Removing `^` from `s/^/1/;` causes my code to fail. Why?

I've been working on this problem over at the code golf exchange which is why my code looks so funny.
Here's a program with use strict and use warnings that recreates the problem:
use strict;
use warnings;
$_ = "";
for my $i (1..33){
s//1/; # Just prepends 1 to the string $_
}
print "$_\n";
for my $i (34..127) {
if( chr(y/1/1/) !~ /[!"'()*+,-.\/12357:;<=>?CEFGHIJKLMNSTUVWXYZ[\\\]^_`cfhijklmnrstuvwxyz{|}~]/ ) {
print chr y/1/1/;
}
s/^/1/; # Prepends 1 to the start of the string.
}
Here is the output:
111111111111111111111111111111111
#$%&04689#ABDOPQRabdegopq
This works as I would expect. However, when I take ^ out of the second regex, the regex no longer matches and lengthens the string.
use strict;
use warnings;
$_ = "";
for my $i (1..33){
s//1/;
}
print "$_\n";
for my $i (34..127) {
if( chr(y/1/1/) !~ /[!"'()*+,-.\/12357:;<=>?CEFGHIJKLMNSTUVWXYZ[\\\]^_`cfhijklmnrstuvwxyz{|}~]/ ) {
print chr y/1/1/;
}
s//1/; # No Longer matches!
}
Why does this happen? s//1/ works in the first loop, so why does changing it in the second one break everything?
For an additional point of confusion, if you put the if block in braces, the regex matches again:
for my $i (34..127) {
{
if( chr(y/1/1/) !~ /[!"'()*+,-.\/12357:;<=>?CEFGHIJKLMNSTUVWXYZ[\\\]^_`cfhijklmnrstuvwxyz{|}~]/ ) {
print chr y/1/1/;
}
}
s//1/; # This prepends 1 to the string $_ again.
}
edit:
I wanted to edit my original code back into the question for reference:
use strict;
use warnings;
$_="";
until( y/1/1/ > 32){
print "test1";
s//1/;
print "test";
}
print "$_\n";
until( y/1/1/ > 125+1 ) {
if( chr(y/1/1/) !~ /[!"'()*+,-.\/12357:;<=>?CEFGHIJKLMNSTUVWXYZ[\\\]^_`cfhijklmnrstuvwxyz{|}~]/ ) {
print chr y/1/1/;
}
s/^/1/; # this is the line we remove ^ from
}
When we remove ^ from the line, the output changes from:
test1testtest1testtest1testtest1testtest1testtest1testtest1testtest1testtest1testtest1testtest1testtest1testtest1testtest1testtest1testtest1testtest1testtest1testtest1testtest1testtest1testtest1testtest1testtest1testtest1testtest1testtest1testtest1testtest1testtest1testtest1testtest1testtest1test111111111111111111111111111111111
#$%&04689#ABDOPQRabdegopq
to
hanging with no output
So in this case, the line change in the second loop changes the behavior of the first one it seems.
s//1/; does not check for any or empty string. It checks against the last successful regex text before. So, the first loop uses default regex and the second one uses the last successful check from the if above.
Quote:
If the PATTERN evaluates to the empty string, the last successfully
matched regular expression is used instead.

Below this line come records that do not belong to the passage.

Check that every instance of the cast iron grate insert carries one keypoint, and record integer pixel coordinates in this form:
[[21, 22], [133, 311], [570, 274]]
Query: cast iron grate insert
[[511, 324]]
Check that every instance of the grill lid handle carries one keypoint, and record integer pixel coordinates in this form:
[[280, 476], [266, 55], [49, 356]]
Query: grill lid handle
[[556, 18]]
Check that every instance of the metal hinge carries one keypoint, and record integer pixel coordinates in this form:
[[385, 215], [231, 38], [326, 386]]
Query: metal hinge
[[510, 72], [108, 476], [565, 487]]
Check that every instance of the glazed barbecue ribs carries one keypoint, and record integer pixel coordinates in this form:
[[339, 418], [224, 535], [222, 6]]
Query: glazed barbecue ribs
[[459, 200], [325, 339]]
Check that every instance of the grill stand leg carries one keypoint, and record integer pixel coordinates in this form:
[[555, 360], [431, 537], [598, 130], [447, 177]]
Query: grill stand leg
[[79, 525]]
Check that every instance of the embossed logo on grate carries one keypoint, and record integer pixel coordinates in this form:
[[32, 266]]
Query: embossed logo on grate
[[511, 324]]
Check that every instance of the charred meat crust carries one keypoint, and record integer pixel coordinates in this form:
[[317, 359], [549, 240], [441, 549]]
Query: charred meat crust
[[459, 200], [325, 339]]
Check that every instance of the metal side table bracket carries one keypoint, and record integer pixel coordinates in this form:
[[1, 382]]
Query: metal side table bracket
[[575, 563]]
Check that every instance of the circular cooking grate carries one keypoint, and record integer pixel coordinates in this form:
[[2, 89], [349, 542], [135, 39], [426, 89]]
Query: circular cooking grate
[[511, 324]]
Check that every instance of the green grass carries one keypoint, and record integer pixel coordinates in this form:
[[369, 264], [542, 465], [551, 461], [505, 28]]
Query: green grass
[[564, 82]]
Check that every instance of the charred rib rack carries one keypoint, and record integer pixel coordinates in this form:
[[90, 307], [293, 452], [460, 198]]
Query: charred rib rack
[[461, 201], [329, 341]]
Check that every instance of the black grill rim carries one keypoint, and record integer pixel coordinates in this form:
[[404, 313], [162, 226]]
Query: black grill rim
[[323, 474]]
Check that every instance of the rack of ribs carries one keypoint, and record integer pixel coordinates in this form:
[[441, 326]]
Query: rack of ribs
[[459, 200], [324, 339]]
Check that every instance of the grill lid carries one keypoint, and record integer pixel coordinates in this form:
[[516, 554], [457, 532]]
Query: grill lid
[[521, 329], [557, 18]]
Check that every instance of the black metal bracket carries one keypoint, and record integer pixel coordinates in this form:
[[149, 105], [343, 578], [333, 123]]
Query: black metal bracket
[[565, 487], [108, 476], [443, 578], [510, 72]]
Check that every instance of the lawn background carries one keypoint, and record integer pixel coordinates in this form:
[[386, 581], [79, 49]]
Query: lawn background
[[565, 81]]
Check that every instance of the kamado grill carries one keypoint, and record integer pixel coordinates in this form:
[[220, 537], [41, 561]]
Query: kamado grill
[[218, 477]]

In this case, only the g
and c flags on the empty pattern are honored
Please, see The empty pattern //
To expand on VladimirM answer
print "regex have dynamic scope\n";
$_ = 1;
{
m/1/;
s//2/;
print "$_ one becomes two, s//2/ is really s/1/2/\n";
}
$_=1;
{
m/1/;
{
s//2/;
}
print "$_ one still becomes two, s//2/ is really s/1/2/\n";
}
$_=1;
{
{
m/1/;
}
s//2/;
print "$_ one becomes twentyone, s//2/; is really s/(?:)//2;\n";
}
__END__
regex have dynamic scope
2 one becomes two, s//2/ is really s/1/2/
2 one still becomes two, s//2/ is really s/1/2/
21 one becomes twentyone, s//2/; is really s/(?:)//2;
since regex have dynamic scope, using The empty pattern // really means using the previous pattern from same dynamic scope so don't do that :)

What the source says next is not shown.